Having to share the devastating news with friends was difficult and exhausting. It helped to speak to friends who loved and cared for my niece as well as me. I was overwhelmed by the offers of bringing me dinner, the cards that arrived, and of course the prayers. The loss of a child, regardless of the age, is the worst. It goes against what we expect from life, children bury their parents not the other way around.
This season of grief in my life is still relatively new. Here’s what I have noticed about myself in the face of crises: I desperately try to regain a sense equilibrium, some state of normalcy or homeostasis. So as crazy as it may sound I continued to work and go the gym. I did take a few mornings off from my workout just from the sheer exhaustion of grief. If I wasn’t working from home I probably would have taken a few days off but since my schedule is flexible I found that keeping my schedule as normal as possible was good for me.
So, if like me, you or someone you know is dealing with grief, here are a few things I suggest:
- talk about it, share it with others and let them know what you are dealing with
- let go of any guilt you may have about “ruining” someone’s day with sad news and allow them to care for and support you
- cry when you feel like it
- give yourself time, there is nothing wrong with you if you feel numb initially – we all grieve differently and at our own pace
- if you feel like taking some time off from your normal routine go ahead but try to get back to your normal routine when possible
- avoid overindulging in alcohol – it may feel good for the moment but will leave you feeling worse. Same thing with junk food!
- as silly as it may sound, take your vitamins, get some exercise and try to get some rest – you will need it to maintain your strength to deal with the tough days ahead
- spend time with people who care about you – one the best things we did was to go to dinner at my best friend Melodie’s house. A best friend knows your comfort food (Mexican for me!) and lets you talk and talk and talk. The next day I went shopping with another best friend Windy. We shopped, had lunch and again she let me talk, and talk, and talk. Both of these outings were so good for my soul!

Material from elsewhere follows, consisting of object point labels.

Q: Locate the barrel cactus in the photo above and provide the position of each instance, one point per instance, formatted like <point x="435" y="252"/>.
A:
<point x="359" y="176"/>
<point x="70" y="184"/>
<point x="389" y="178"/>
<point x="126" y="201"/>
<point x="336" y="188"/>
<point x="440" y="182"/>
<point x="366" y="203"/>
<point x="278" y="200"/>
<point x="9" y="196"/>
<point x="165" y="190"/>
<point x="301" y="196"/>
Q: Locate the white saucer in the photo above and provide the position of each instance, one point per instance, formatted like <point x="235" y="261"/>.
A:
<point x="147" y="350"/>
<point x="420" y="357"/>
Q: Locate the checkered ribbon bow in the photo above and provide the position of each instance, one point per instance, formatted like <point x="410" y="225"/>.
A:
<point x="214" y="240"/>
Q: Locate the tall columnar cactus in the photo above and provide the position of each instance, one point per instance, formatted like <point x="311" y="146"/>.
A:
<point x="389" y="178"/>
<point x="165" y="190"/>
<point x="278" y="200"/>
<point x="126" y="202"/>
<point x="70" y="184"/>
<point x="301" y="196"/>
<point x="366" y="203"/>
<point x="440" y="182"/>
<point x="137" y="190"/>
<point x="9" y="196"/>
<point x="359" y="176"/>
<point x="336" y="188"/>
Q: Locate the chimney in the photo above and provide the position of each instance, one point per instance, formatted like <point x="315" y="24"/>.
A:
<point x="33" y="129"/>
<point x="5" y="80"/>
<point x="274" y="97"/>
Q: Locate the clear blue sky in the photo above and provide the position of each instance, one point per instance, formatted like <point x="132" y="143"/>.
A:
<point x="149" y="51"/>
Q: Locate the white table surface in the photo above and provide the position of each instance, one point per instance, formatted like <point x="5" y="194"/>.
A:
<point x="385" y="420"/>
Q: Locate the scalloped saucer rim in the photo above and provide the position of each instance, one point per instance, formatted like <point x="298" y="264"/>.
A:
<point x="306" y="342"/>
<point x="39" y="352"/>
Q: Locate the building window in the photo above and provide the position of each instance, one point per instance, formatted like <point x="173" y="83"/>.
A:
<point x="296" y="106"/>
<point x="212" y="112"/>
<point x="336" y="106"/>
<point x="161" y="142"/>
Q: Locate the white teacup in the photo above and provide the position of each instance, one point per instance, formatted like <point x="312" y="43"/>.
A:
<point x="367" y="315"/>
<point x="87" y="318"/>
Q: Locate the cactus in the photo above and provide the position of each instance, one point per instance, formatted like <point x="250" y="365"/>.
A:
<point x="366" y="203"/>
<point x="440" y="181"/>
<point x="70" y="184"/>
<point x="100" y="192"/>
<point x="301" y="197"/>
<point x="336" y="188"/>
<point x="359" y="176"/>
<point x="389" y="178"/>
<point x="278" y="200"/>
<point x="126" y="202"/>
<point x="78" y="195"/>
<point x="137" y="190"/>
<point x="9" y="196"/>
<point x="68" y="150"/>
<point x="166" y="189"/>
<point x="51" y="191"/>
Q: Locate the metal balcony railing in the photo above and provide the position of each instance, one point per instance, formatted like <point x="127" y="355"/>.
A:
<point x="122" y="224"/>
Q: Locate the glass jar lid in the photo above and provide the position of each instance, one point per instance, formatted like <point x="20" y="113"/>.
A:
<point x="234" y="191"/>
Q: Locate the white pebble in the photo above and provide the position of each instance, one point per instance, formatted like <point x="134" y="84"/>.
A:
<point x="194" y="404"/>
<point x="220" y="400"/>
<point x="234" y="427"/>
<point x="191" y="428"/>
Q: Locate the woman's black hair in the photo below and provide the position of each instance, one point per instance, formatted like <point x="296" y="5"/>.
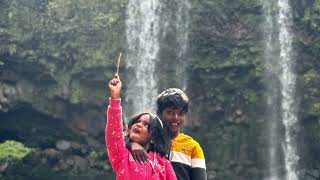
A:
<point x="160" y="134"/>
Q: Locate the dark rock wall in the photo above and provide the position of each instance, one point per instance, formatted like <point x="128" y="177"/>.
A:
<point x="56" y="56"/>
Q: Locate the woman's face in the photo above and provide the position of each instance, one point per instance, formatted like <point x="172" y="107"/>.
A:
<point x="139" y="130"/>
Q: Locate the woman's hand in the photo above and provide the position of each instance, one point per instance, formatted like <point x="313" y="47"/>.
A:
<point x="115" y="86"/>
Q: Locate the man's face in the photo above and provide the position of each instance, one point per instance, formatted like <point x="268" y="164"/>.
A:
<point x="174" y="118"/>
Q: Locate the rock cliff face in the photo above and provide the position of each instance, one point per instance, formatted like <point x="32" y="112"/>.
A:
<point x="56" y="56"/>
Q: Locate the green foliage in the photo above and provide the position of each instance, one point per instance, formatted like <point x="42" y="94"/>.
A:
<point x="76" y="92"/>
<point x="13" y="149"/>
<point x="312" y="16"/>
<point x="93" y="154"/>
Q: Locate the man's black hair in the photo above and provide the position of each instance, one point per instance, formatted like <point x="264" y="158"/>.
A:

These are some basic behavioral techniques that helped me and continue to help me. I am also allowing myself to say no to things that seem to overwhelming to me this holiday season. I am blessed with dear friends, best friends, who love and support me. They dropped everything and came to my niece’s service and for that I am grateful. Understand that many weeks ago when I shared how I had prayed for a tribe of good friends I did not mean I had no friends. I have many friends and have known these ladies for YEARS. They are friends with me but not necessarily friends with one another. Some have moved away and others are busy pursuing career goals not possible when the kids were little. But they show up for me and they’re there when I need them most! The bottom line – we need old friends as well as new friends!
In happier times, 4 years ago at my niece’s baby shower!
Lorie sent me this last week and it is so beautiful!
Thank you for stopping by today and indulging me. In my attempt to share my experience I hope to help someone else!